Don't think that just by using cat 6 that you will have gigabit connection. You must have a gigabit hardware to produce those speeds (NIC, Switch, Router, EXC)


----------



## sttubs (Jul 14, 2011)

I'm looking at 75-100ft of CAT6. It seems that several CAT6e's are patch cables vs plain cables, meaning they are not the patch cables, just CAT6 cables. I've got the gigabit router & NICs, justneed to hook it all up.


----------



## brandonwh64 (Jul 14, 2011)

This may help.

1000FT CAT6 boxes

Make sure you do not go over 100FT runs or you may have degradation in your connection. We run fiber in a ring from switch to switch then copper from the switch to the device.

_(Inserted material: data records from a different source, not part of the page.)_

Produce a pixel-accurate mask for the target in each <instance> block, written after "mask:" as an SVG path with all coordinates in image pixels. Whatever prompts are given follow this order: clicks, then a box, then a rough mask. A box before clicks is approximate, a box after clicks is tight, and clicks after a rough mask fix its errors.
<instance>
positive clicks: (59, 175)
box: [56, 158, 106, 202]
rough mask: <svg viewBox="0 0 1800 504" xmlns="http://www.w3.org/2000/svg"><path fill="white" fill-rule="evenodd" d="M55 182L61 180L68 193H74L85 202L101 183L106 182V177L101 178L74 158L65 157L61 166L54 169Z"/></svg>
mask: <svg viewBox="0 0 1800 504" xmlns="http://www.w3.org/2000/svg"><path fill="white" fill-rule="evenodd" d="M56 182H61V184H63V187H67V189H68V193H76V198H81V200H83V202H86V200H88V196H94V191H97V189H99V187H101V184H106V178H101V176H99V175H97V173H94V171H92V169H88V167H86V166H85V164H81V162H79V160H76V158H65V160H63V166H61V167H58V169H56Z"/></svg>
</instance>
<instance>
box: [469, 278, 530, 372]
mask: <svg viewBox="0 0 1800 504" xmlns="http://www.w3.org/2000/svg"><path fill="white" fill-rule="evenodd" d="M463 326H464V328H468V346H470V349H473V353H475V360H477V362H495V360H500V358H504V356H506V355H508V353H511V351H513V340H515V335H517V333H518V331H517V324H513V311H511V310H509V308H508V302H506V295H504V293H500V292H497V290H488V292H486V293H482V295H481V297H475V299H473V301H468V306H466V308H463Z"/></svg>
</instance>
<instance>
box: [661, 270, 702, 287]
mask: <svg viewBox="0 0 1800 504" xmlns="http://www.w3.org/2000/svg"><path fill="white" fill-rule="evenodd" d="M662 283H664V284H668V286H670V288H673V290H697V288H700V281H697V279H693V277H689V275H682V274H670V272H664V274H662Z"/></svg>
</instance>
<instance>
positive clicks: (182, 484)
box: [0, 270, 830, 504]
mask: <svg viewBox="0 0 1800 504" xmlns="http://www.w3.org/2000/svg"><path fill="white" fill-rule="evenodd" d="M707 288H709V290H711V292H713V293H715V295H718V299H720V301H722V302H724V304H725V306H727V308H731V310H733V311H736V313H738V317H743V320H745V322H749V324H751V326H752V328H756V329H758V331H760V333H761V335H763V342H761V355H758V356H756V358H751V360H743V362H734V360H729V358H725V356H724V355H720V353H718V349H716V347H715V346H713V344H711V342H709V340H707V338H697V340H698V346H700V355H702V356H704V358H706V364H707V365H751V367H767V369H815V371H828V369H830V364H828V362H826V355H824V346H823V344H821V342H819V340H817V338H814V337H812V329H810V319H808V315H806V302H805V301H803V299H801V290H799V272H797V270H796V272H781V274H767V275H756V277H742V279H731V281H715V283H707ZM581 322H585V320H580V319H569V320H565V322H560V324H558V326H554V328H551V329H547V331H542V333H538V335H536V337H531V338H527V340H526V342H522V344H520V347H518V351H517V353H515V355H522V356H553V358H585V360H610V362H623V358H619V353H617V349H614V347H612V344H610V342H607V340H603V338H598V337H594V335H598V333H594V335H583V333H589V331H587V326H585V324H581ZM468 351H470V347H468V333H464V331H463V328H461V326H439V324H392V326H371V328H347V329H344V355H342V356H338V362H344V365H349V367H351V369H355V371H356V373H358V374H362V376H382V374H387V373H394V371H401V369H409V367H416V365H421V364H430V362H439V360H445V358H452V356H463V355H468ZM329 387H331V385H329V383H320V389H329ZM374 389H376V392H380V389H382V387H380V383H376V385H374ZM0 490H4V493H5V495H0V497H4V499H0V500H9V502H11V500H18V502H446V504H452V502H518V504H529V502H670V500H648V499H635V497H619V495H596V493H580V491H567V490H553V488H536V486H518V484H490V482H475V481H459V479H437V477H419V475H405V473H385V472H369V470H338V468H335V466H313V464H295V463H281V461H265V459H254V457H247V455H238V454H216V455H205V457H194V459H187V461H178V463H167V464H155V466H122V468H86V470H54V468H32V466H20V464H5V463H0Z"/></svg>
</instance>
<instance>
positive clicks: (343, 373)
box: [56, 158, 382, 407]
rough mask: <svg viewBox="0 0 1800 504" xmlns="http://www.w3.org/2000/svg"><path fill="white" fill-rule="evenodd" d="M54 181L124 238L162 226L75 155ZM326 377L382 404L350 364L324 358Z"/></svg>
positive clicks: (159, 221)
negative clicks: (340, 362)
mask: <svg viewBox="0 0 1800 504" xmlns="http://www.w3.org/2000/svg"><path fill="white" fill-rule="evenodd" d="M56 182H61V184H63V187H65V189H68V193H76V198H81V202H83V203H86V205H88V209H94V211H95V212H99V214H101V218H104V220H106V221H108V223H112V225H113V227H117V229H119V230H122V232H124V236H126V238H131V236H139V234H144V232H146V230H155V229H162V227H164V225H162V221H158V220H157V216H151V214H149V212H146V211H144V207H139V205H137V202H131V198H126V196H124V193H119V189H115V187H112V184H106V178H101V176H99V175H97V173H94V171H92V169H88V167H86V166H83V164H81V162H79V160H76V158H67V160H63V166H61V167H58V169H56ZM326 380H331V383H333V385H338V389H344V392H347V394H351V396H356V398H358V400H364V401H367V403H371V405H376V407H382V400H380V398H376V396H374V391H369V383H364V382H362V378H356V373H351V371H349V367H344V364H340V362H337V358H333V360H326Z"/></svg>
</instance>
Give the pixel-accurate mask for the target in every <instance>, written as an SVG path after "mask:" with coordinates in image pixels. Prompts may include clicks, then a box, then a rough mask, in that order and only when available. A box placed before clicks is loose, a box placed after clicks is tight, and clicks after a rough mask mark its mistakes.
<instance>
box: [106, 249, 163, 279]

Its well worth the extra effort.


----------



## Kreij (Jul 14, 2011)

There is no difference between a patch cable and a network cable.
The term was originally used to refer to short(er) cables used in patch panels.
A 10 foot patch cable and a 10 foot network cable are electrically identical (given they are of the same type, cat5e, cat6 etc.)
Cat6 is preferable over cat5e for gigabit connections as it has better transmission properties and is superior in electrically noisy environments.
The length limitation on cat6 is the same as cat5e which is 100 meters (328 ft.)


----------



## adrianx (Jul 20, 2011)

on the long distance remember to not to get very close at the power line or any device that can produce electric /magnetic fields...(like microwaves ... washer machine, electric motors, wall mounted power line, hair draier big tvs, or any fixed power tools)

this will affect the transfer rate for you data that transit the utp cable, inducing noise on the cable and rise the numbers of data  re-transmission.

best regards


----------



## Frick (Jul 20, 2011)

adrianx said:


> on the long distance remember to not to get very close at the power line or any device that can produce electric /magnetic fields...(like microwaves ... washer machine, electric motors, wall mounted power line, hair draier big tvs, or any fixed power tools)
> 
> this will affect the transfer rate for you data that transit the utp cable, inducing noise on the cable and rise the numbers of data  re-transmission.
> 
> best regards



Aye, and this is why we have FTP cables.


----------